On 13-Jun-07 07:02:04, Brett Parker wrote:
On Wed, Jun 13, 2007 at 01:08:13AM +0100, Wayne Stallwood wrote:
On Wed, 2007-06-13 at 00:54 +0100, ted.harding@nessie.mcc.ac.uk wrote:
('set', by the way, should work regardless of your PATH since it is a shell command and not a binary. On the other hand, if your PATH is empty, then 'echo $PATH' will not work, since 'echo' is in /bin. Nor will 'env', since it is also in /bin)).
A good point Ted !
of course if the path is the problem echo $PATH won't work 'set'
is the way forward
Errr, echo is a bash builtin, too (and has been for quite some time) - so, it *should* work - I don't know what half arsed shell Ted is using, but most of them have echo builtin as far as I'm aware.
True enough -- now that you point it out and I check it in "man bash".
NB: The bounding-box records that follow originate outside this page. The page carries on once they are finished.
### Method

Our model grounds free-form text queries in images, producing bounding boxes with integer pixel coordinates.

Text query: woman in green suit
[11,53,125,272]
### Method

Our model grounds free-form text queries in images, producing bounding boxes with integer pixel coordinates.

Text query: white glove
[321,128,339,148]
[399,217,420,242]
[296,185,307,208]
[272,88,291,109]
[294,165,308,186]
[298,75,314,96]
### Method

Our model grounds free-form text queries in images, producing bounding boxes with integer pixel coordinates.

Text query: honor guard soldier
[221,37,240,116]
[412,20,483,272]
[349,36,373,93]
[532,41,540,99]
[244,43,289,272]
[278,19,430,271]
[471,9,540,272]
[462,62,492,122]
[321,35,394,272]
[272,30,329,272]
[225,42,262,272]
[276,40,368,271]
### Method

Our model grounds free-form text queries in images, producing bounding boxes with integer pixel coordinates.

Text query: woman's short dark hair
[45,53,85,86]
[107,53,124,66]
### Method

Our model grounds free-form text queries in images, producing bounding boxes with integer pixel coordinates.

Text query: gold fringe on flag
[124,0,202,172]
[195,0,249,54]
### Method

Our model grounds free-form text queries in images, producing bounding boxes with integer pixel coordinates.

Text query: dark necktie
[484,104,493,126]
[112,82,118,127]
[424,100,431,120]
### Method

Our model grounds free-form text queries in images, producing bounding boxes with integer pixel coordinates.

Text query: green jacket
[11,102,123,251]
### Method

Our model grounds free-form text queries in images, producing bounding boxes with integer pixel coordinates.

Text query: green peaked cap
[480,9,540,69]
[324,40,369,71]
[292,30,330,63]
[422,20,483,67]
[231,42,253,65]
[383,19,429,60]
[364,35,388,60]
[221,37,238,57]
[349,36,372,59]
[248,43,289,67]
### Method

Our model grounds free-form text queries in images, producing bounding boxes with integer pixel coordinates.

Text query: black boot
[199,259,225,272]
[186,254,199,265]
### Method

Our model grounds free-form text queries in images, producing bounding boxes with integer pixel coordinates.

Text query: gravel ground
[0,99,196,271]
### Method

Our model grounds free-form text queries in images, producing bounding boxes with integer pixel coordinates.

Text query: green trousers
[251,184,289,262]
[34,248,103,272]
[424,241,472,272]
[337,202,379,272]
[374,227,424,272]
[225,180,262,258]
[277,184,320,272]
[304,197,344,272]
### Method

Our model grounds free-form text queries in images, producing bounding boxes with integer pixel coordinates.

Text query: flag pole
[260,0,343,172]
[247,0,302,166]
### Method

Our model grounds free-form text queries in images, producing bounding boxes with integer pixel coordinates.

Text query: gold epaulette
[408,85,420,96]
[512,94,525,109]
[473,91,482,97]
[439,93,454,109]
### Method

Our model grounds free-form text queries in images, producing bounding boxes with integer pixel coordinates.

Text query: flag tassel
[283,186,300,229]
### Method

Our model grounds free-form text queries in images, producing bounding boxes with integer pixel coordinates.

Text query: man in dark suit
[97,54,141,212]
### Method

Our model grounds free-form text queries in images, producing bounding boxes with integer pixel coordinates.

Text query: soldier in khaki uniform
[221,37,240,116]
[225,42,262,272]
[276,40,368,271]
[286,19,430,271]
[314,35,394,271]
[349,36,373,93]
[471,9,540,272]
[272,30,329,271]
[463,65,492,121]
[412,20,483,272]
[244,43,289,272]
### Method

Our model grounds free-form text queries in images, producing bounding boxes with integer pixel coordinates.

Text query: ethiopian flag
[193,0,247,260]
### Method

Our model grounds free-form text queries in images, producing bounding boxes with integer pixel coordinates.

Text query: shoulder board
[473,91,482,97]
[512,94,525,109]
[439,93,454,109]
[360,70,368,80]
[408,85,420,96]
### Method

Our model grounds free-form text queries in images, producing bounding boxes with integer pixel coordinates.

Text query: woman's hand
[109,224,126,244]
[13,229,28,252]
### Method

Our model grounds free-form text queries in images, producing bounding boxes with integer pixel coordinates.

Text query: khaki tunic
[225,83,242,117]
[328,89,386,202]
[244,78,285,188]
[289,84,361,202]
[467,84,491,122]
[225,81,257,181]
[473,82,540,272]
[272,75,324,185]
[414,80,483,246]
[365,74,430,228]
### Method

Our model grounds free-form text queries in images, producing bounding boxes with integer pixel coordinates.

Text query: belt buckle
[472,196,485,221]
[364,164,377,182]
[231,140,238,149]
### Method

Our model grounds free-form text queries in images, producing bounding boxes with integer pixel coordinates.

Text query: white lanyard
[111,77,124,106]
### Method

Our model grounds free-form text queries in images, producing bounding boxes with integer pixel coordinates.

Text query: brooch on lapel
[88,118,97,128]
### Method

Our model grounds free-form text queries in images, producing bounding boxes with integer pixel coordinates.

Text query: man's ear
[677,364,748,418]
I'd been going on the result of "which echo" (--> /bin/echo) and on a mind-set established long before bash was born.
So, indeed, echo $PATH whould work if bash is working, and is of course handier than picking through the output of 'set'.
It follows (on this tangential thread) that you should also refer to "help echo" (for the shell one) rather than "man echo" (for the /bin/echo one), since there are (on my system at least) slight differences between these two implementations.